Ceketini çıkartırken kapısı çaldı.Kapıya doğru yürüdü ve açtı.
"Kaira Tsukiya.Başkan sizi odasına çağırıyor." Kaira ellerini sıktı.
"Neden?" Adam cevap vermedi.Kaira ceketini geri giyip odadan çıktı.
"Peşimden gelmene gerek yok sarayda yaşamıyoruz kendim bulurum."

Büyük kapı arkasından kapanırken tok bir ses çıkarmıştı.Jigme arkası dönük koltuğunda oturuyor camdan gölü izliyordu.
"Kaira...Kaira.Nasılsın sevgili torunum?"
"Ne var?"
"Sadece hatırını sormak istedim hemen kabarmamalısın." Kaira cevap vermedi.
"Pekala pekala.Annen sordu." Jigme önüne döndü.Kaira yutkundu.
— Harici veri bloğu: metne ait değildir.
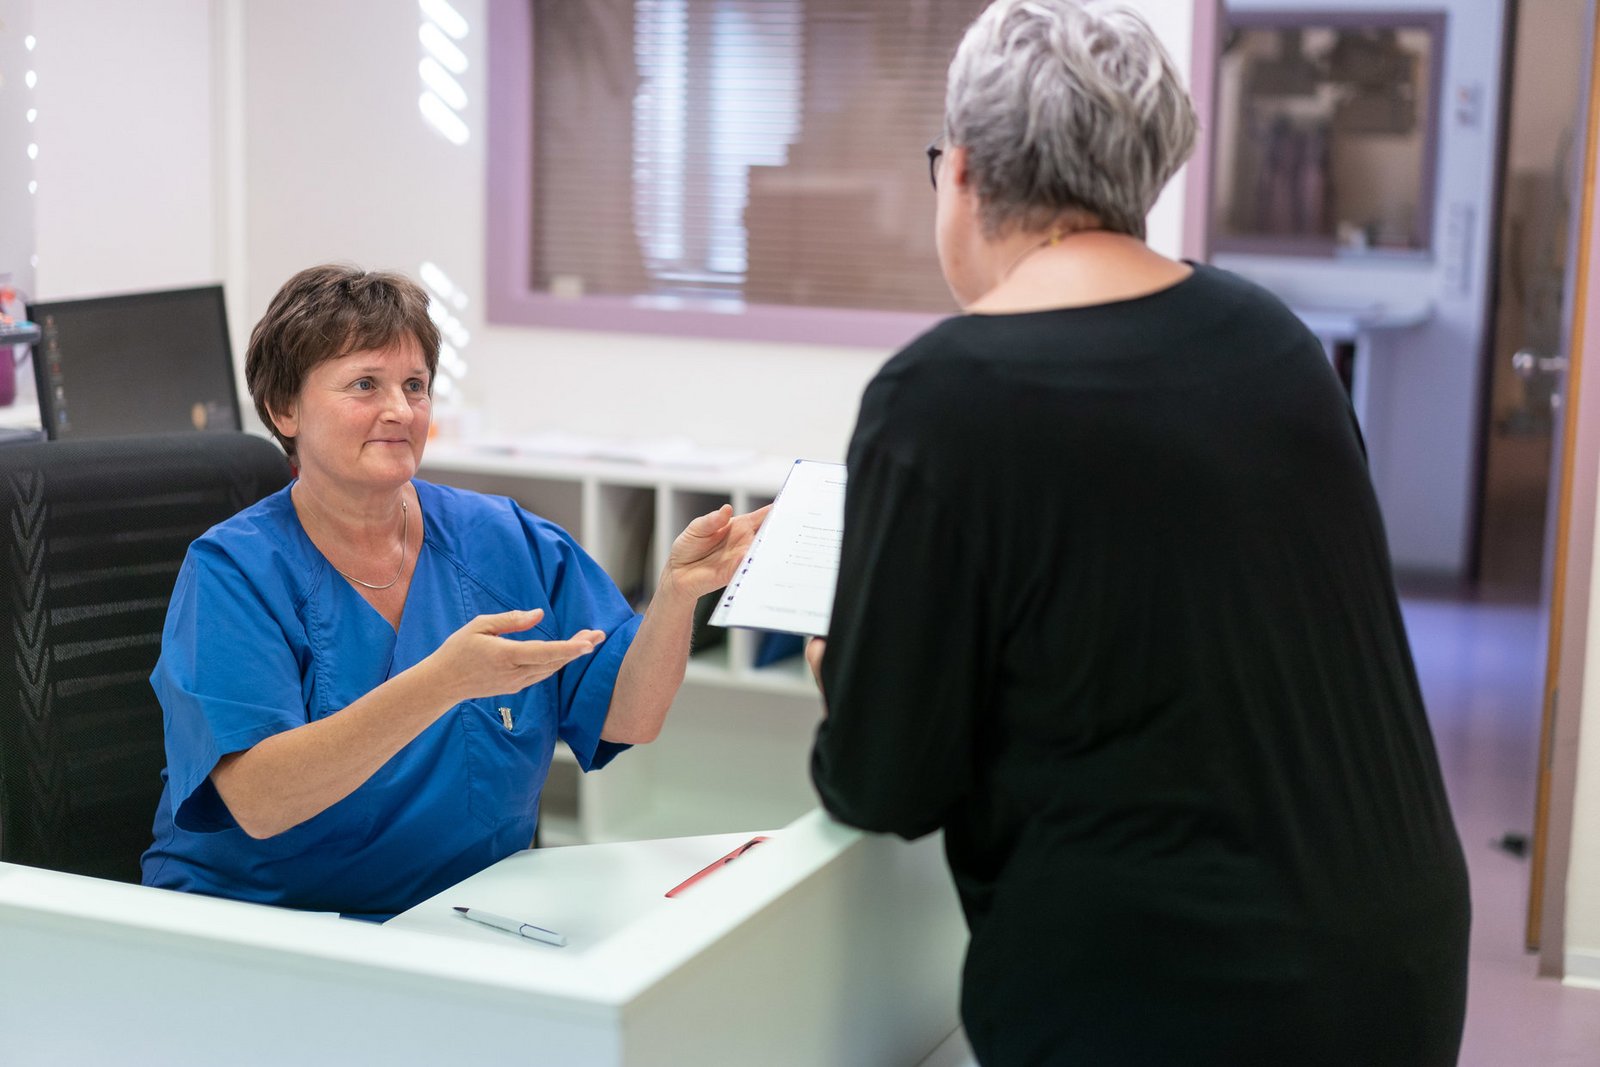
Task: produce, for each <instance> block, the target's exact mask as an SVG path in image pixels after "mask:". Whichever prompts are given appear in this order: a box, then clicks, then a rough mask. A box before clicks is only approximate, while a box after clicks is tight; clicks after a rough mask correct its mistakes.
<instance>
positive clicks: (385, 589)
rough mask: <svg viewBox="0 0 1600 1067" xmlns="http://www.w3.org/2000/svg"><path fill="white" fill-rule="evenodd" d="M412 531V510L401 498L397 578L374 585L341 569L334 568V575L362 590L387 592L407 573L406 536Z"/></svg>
mask: <svg viewBox="0 0 1600 1067" xmlns="http://www.w3.org/2000/svg"><path fill="white" fill-rule="evenodd" d="M410 531H411V509H410V507H406V502H405V498H400V569H397V571H395V576H394V577H390V579H389V581H387V582H384V584H382V585H374V584H373V582H363V581H362V579H358V577H354V576H350V574H346V573H344V571H341V569H339V568H336V566H334V568H333V569H334V573H336V574H338V576H339V577H344V579H349V581H352V582H355V584H357V585H360V587H362V589H374V590H378V592H382V590H386V589H389V587H392V585H394V584H395V582H398V581H400V576H402V574H403V573H405V545H406V534H408V533H410ZM328 566H333V560H328Z"/></svg>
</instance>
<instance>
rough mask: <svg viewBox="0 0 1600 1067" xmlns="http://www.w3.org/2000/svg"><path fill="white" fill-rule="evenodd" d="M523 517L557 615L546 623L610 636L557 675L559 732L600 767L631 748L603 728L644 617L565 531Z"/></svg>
mask: <svg viewBox="0 0 1600 1067" xmlns="http://www.w3.org/2000/svg"><path fill="white" fill-rule="evenodd" d="M522 522H523V526H525V530H526V533H528V545H530V547H531V550H533V553H534V560H536V561H538V566H539V571H541V573H542V576H544V582H546V590H547V592H549V597H550V614H552V616H554V617H552V619H549V621H547V624H549V625H550V627H552V629H555V632H557V633H558V635H560V637H570V635H573V633H576V632H578V630H586V629H587V630H605V635H606V638H605V641H603V643H602V645H600V648H597V649H595V651H594V653H590V654H589V656H584V657H581V659H576V661H573V662H571V664H568V665H566V667H563V669H562V670H560V673H558V675H557V678H555V683H557V701H558V704H560V737H562V741H565V742H566V747H570V749H571V750H573V755H574V757H578V766H581V768H582V769H586V771H597V769H600V768H602V766H605V765H606V763H610V761H611V760H613V758H614V757H616V753H619V752H622V750H624V749H627V747H629V745H624V744H616V742H613V741H600V731H602V729H603V728H605V717H606V713H608V712H610V710H611V693H613V691H614V689H616V677H618V672H619V670H621V669H622V657H624V656H627V649H629V646H630V645H632V643H634V635H635V633H637V632H638V624H640V616H638V614H635V613H634V609H632V608H630V606H629V605H627V600H626V598H624V597H622V593H621V590H618V587H616V582H613V581H611V576H610V574H606V573H605V569H602V566H600V565H598V563H595V561H594V558H590V555H589V553H587V552H584V550H582V549H581V547H579V545H578V542H576V541H573V539H571V536H568V533H566V531H565V530H562V528H560V526H557V525H555V523H550V522H546V520H542V518H539V517H538V515H531V514H528V512H522Z"/></svg>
"Annem büyük sınava hazır olup olmadığımı kusursuz bir şekilde iyi olup olmadığımı sordu." Jigme gülümsedi.
"Zekisin.Annen mükemmel olmanı istiyor.Beni şaşırtmanı."
"Annem seni değil onu şaşırtmamı istiyor sen onun umrunda de-"
"Şşhh...Zehirli ot seni.Söyleyeceklerim bu kadardı.O sınavda en iyisi olmanı istedi çünkü Akane ismini lekelemek istemez.Benim yetenekli kızım ve senin gibi bir kanı bozuk babas-"
"Kapa çeneni! Kanı bozuk olan sensin!" Jigme ayağa kalktı.
"Asla gerçek bir Tsukiya olamayacaksın.O kan damarlarında dolaştığı sürece.Haddini bil."
"Tsukiya mı?" Kaira güldü.
"Kimin umrunda ha? Benim öyle bir hedefim yok." Jigme elini masaya koydu ve mırıldandı."Zehirli ot seni."
"Çıkabilirsin sevgili torunum.Sınav günü görüşürüz mükemmel olacağına eminim." Kaira hızla odadan çıktı.

Koridorda durdu."Tsukiyaymış." Kahkaha attı ve yürümeye devam etti.